Razzia bei der Bundes-Kripo
Es waren Szenen, wie man sie im Schweizer Rechtsstaat wohl nicht für möglich gehalten hätte: Gestern Vormittag punkt 11 Uhr erscheinen der oberste eidgenössische Untersuchungsrichter, Jürg Zinglé, und sein Kollege Andreas Müller bei der Kriminalpolizei des Bundes. Mit dabei haben sie sechs Beamte der Berner Kantonspolizei sowie die richterliche Zustimmung für eine Hausdurchsuchung.
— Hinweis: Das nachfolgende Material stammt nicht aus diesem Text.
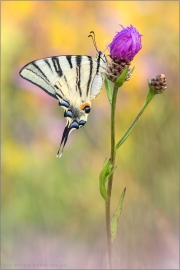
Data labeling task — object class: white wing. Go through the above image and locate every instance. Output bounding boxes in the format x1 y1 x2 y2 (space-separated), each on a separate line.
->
20 55 97 100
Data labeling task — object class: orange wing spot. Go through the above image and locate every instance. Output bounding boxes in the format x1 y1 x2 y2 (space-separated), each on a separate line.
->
80 102 90 110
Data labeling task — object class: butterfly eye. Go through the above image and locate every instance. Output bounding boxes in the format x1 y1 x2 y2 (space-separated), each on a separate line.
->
70 121 79 129
79 120 86 126
84 106 91 113
59 100 69 108
64 111 72 118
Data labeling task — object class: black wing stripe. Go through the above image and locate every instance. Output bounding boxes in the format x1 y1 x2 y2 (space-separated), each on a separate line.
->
31 63 50 83
52 57 63 77
76 56 82 96
86 56 93 95
20 68 58 99
66 55 73 68
44 59 53 72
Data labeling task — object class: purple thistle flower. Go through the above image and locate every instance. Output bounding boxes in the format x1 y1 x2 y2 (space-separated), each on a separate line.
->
109 25 142 61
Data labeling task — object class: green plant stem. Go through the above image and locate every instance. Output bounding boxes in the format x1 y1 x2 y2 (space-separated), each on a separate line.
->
106 86 118 269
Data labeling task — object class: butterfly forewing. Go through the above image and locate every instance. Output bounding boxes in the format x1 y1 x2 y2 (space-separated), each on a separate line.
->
20 52 107 157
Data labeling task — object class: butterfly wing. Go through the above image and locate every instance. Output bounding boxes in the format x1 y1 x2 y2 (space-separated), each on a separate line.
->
20 55 97 100
20 55 105 157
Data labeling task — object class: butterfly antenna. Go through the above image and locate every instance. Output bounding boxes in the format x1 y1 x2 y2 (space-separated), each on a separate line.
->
88 31 99 52
103 40 110 53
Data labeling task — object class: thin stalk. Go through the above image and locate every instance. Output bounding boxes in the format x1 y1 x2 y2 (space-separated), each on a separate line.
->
106 86 118 269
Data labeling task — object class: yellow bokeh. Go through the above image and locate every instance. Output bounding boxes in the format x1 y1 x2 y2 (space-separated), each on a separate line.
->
1 1 179 269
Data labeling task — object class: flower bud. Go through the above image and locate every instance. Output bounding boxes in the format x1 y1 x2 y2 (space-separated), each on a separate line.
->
149 74 167 94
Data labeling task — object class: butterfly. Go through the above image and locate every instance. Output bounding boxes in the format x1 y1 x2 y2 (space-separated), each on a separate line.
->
19 31 107 157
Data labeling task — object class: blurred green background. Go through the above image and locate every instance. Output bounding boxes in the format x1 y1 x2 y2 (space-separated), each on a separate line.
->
1 1 179 269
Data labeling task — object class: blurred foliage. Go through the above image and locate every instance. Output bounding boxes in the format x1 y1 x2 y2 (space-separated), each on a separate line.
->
1 1 179 269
Die Gruppe will die noch zurückgehaltenen Akten zum Fall Tinner auffinden, sie versiegeln und sie damit vor der Vernichtung durch den Bundesrat retten.
Doch dieser Plan scheitert. Den Beamten wird der Zugang zu den Akten dem Vernehmen nach verweigert. Um die Situation zu entschärfen, geben sie sich letztlich mit einem Zwischenschritt zufrieden: Sie versiegeln einen Tresor, beschlagnahmen diesen und transportieren ihn zur Berner Polizei ab. Darin befinden sich die Schlüssel zu den Räumen, in denen die heiklen Dokumente aufbewahrt werden. Die Akten selber bleiben in einem Schrank in einem Zimmer des Bundessicherheitsdienstes. Mit den Schlüsseln hofft man, später doch noch an sie heranzukommen.
Wichtig fürs Strafverfahren
Der beispiellose Vorgang bildet den vorläufigen Höhepunkt in einem seit Monaten andauernden Streit um die Tinner-Akten. Dabei geht es noch um 100 zufällig wiedergefundene Kopien von bereits einmal geschredderten Seiten, die angeblich Pläne zum Bau von Atomwaffen enthalten. Der Bundesrat hält diese Dokumente für so brisant, dass er sie aus Sicherheitsgründen und gestützt auf Notrecht so rasch als möglich zerstören will. Er ist nur bereit, mit Platzhaltern anzuzeigen, wo etwas fehlt. Die parlamentarische Oberaufsicht sowie die Ermittlungsbehörden fordern hingegen, dass die Akten für das laufende Strafverfahren gegen die Tinner-Brüder freigegeben werden. Ebenso deren Anwälte. Sie hoffen, damit beweisen zu können, dass ihre Mandanten die Pläne sabotiert und damit den Atomschmuggel nicht betrieben, sondern im Dienst der CIA vielmehr verhindert haben.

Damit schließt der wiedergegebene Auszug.